INTRODUCTION
Oncology drug attrition rates are significantly higher than for other therapeutic areas. This is
partly attributed to the poor translatability of current preclinical models and to their suboptimal
application in drug development programs.
Patient-derived xenografts (PDX) have been widely adopted over the last two decades for
highly predictive in vivo therapeutic testing in translational research, as they preserve key
patient tumor features and the response to certain treatments. PDX, however, can be costly
and time consuming to develop and are not amenable to large scale screens encompassing
multiple test agents or combinations across several models in parallel.
New patient-relevant models that can be utilized early in the drug development process (e.g.
more clinically relevant in vitro platforms) are urgently needed to better identify target patient
populations and improve anticancer agent success rate. Cell lines currently used for in vitro
investigations are poorly reflective of original disease and maintained in a 2D environment, but
are routinely used in the early stages of drug development.
Tumor organoids are a novel 3D in vitro system that, similarly to PDX, preserve the morphological,
genomic, and pathophysiological identity of their corresponding in vivo tumor by showing similar
pharmacological profiles and treatment response. Organoids can be generated from tumors
directly from a patient´s biopsy or resection, and sufficiently expanded for large scale screens
without losing the original tumor identity, demonstrating high predictive power and great
potential to revolutionize the drug discovery workflow
THE NEED FOR EARLY STAGE PATIENT-RELEVANT MODELS
Since the US National Cancer Institute (NCI) announced the phasing out its NCI-60(1) panel of
1)
cancer cell lines for drug screening purposes in favor of a PDX repository, numerous libraries of
PDX models have been established representing the diversity and heterogeneity of the patient
population. PDX are widely adopted in vivo models in preclinical drug discovery and are more
patient relevant than conventional xenografts, as original tumor morphology and genetic
make-up are preserved. Patient tumors are never manipulated in vitro when establishing PDX
models, which supports the maintenance of original patient tumor heterogeneity.

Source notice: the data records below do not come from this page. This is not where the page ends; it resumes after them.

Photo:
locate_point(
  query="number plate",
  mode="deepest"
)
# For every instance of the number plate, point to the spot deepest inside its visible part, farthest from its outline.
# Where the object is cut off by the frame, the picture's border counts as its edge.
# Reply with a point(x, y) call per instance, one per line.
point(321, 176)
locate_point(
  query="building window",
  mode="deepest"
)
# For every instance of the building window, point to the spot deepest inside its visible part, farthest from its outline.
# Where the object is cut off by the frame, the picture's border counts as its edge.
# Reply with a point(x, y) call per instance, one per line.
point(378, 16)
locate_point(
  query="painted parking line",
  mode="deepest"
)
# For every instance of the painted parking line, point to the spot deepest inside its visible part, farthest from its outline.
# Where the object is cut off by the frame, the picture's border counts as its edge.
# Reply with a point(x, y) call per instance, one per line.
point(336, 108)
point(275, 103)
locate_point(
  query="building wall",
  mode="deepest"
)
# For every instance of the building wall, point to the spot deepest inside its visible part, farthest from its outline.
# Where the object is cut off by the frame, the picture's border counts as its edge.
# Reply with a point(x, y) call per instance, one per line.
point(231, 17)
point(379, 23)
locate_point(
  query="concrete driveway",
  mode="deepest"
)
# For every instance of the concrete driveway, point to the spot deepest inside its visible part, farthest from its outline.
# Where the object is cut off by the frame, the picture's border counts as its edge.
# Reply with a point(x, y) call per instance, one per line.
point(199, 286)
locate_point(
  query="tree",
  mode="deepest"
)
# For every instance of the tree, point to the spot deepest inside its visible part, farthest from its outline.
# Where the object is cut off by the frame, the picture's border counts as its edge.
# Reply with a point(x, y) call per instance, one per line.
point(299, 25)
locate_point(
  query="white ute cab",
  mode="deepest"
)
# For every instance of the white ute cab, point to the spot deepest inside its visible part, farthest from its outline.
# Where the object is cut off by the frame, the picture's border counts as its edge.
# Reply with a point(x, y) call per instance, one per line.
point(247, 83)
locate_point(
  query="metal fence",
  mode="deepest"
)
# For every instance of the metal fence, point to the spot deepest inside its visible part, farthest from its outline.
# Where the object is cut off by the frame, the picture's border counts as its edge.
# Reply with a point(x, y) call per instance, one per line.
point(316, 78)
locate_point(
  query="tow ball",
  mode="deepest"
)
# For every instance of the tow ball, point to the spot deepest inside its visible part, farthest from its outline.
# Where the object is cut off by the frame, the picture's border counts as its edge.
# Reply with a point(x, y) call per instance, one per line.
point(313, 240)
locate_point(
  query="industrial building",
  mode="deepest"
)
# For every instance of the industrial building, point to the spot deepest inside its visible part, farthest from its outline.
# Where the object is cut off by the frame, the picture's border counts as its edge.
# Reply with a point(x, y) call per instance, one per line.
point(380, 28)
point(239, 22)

PDX models have impacted drug development in many different ways. Their most prominent use
has been as patient surrogate models, which are enrolled in Phase II-like mouse clinical trials to
identify responder populations and predictive biomarkers. The power of PDX in mouse clinical
trials is highlighted in high profile scientific publications(2) demonstrating the feasibility of using
2)
these models as patient "avatars" to predict response.
Mouse clinical trials are run as prospective studies, with study design varying to focus on either
a specific cancer mutation across various cancer indications or a tissue specific cancer type.
Typically, these studies take a population approach and require a fairly large cohort of mice to
produce statistically relevant predictions of agent efficacy. N of 1 studies are also run where 1
animal is enrolled in the treatment and 1 in the control arm but these require large numbers of
different models of the same cancer type to produce meaningful data.
Co-clinical trial approaches have been trialed where PDX are generated and run at the same
time, with the same treatment as the patient in the clinic. However, the applicability of this
approach to a wide patient population has been challenging due to the time taken to establish
PDX, associated costs, and ethical concerns around animal use.